Kurabiye tadı, anne kokusu, düş tarlası...




Selçuk bu aralar sürekli kurabiyeler yapıyor. Zevke, beğeniye göre çeşit çok, hal böyle olunca evi saran her taze kurabiye kokusunda başka bir tatla tanışacağımı anlıyorum. Dışardan izlemek tuhaf bir his. Herkes başka bir kurabiyenin tadını diliyor, görüntüsünde de başka bir düşü resimlemek istiyor. Kimisi annesinin kurabiyesi tadında yeni doğan yeğeni için bebek kurabiyeleri istiyor. Tadan herkes aile kokusunu hissetsin, biraz “öyle bir geçer zaman ki” ruhuna yolculuk etsin, ama sadece iyi anıların duygusunda yeni geleni, bugüne özgü süslü, renkli, şeker hamuru değmiş ifadesinde kucaklasın diye belki de… Lezzet paketleri evden yol alırken o mis gibi tereyağ kokusundan mıdır bilmiyorum, kurabiyelerin tarihçelerini anlatan kitaplara, düşlere kapılıyorum ben de; her birinden göz hakkım var; haliyle tatmadan duramıyorum. Evet, alınan kilolar cabası. Ama her lezzetle başka bir anıya, bir ülkeye, ruha yolculuk etmek için değer. Tahinli, cevizli, damla çikolatalı, tarçınlı, zencefilli, kakaolu, yulaflı, vanilyalı, hatta İtalyan usülü vanilyalı, veya İngiliz usulü vanilyalı… O kadar farklı tat var ki kurabiyeler de. Görüntüler ise ihtişamlı. Hepsi kişiye özel, aralarında bazıları biblo olmaya uygun hatta. Görüntüsüne rağmen kıyamamak hali maalesef tarafımdan mümkün olmuyor. Bir ısırıkla geçmişe yolculuk şansı varken yapamam. Bu tad ruh gezginliğine izin veriyor. Sanırım insan tek başına yediğinde gerçek bir anı yolculuğu kurabiye. O tadı ilk kez tadıyor olsa bile kendisine anımsatabileceği bir geçmiş zaman duygusu mutlaka oluyor kurabiyenin. Paylaşırken ise, işte o zaman yeni anılar birikiyor. Bol kahkaha, neşe, hatta şu “sevgi böcüğü” olma hali.

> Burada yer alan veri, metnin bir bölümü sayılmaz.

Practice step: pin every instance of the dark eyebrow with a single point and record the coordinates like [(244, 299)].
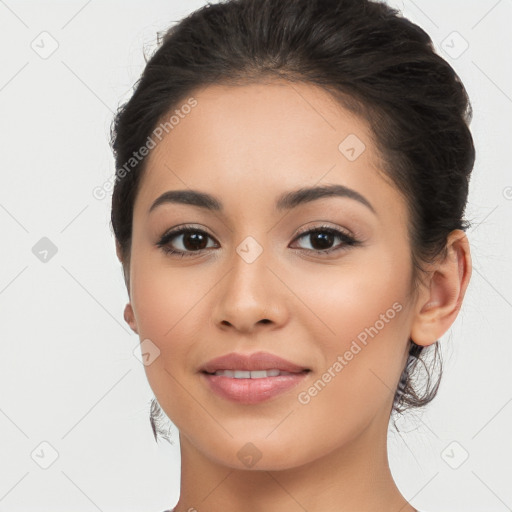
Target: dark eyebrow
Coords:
[(286, 201)]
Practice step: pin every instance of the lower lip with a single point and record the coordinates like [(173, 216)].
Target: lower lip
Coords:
[(252, 391)]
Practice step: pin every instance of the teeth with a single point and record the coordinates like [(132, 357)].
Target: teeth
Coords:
[(258, 374)]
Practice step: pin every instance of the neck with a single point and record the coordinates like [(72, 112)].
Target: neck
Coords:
[(355, 476)]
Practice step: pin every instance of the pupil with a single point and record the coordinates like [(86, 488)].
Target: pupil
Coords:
[(325, 240), (196, 239)]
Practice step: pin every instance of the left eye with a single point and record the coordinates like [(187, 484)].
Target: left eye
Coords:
[(321, 239)]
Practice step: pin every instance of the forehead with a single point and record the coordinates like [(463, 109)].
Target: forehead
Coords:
[(263, 138)]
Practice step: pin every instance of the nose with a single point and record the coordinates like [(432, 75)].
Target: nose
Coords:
[(250, 297)]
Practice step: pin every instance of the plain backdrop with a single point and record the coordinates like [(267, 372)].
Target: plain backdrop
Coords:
[(74, 400)]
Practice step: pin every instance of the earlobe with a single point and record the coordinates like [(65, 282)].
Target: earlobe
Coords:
[(440, 301), (129, 317)]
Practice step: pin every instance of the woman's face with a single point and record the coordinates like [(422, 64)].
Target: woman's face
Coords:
[(259, 284)]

En somurtkan yüz ifadesinin kalbine bile… Selçuk’un bu hazırladığı kurabiyeler arasında sanırım ben en çok ebruli stilinde pembe, beyaz ve yeşil renklerle süsülendirilmiş İskoç kurabiyesini tadarken bol bol yolculuk ettim. 19 yaşıma döndüm, dil okulu için İngiltere’ye gitmişim, henüz Margaret Teacher başbakanmış, çok soğuk bir kışmış, hep üşürmüşüm, hep paket paket satılan bu lezzetteki kurabiyelerden yermişim, biraz da annemi özlermişim.. Ağzıma attığımda sanırım önce bu yüzden bir an üşüdüm, ama sanırım tam da bu yüzden içim ısındı, önce damağımın sonra da midemin memnuniyeti de tam da bu ısırıkla oldu…Mutfaktan son zamanlarda gelip geçen kendi göz hakkı kurabiyelerimi de bu yüzden sizin için fotoğrafladım. Belki bizimkileri, belki kendinizinkini yahut bir başka kurabiye ustasınınkini tadarken bol bol anı biriktirmeniz dileğiyle.


25 Eylül 2010 Cumartesi

Kendine özerk lezzetler: Kişler

Fransızlar taze yumurta ile kremanın ortak sırrı olarak tanımlıyorlar kendisini. memleketinde adı quiche, bizdeyse kiş deniyor. Zaten ikisini de aynı şekilde okunuyor, tad olaraksa bizde çeşitlilik hariç aynı lezzetler bazı gurme restoranlar da başarıyla yakalanıyor. Yaygın olarak ıspanaklı ve kabaklı kiş bizdeki restoranların favorileri. Bize gelince, Fransız usülünün takibinde çeşitlendirmeye çalışıyor, her yeni günde yepyeni bir lezzet keşfediyoruz. Kuşkonmaz, pırasa, domates en yaygın bu lezzet de kendini bulanlar. Ancak genel olarak tuzlu tart olarak tanımlayabileceğimiz, taze krema ve yumurtanın temelinde kendini bulan bu lezzetin iki farklı usülünü yaratabilmek mümkün: Bir dolgun malzemeli Kiş hali, diğeri pizzayı anımsatan kıtır ifadesi. Yeter ki mutfak da keşif dilensin öyle değil mi? Ötesindeyse dünyada en favori kişin adını da vermek gerekir: Quiche Lorraine.  Jambon, taze kekik, soğan ve emmental peynir ve biraz da sihirle lezzetlenen bir tad. Fransız emmentalinden daha lezzetli olduğunu düşündüğümüz Türk kardeşi Kars gravyeri de pek tabii ki Lorraine'li Kiş'i tatlandırabilir, ama bu bir sonra ki hikayenin konusu.( Neyse ki, kendisi gelecek hafta mutfak programımızda listeye girdi; bu demektir ki akabinde detaylı fotoğrafları ve ipucu bilgileriyle bu sayfada kendini bulacaktır.)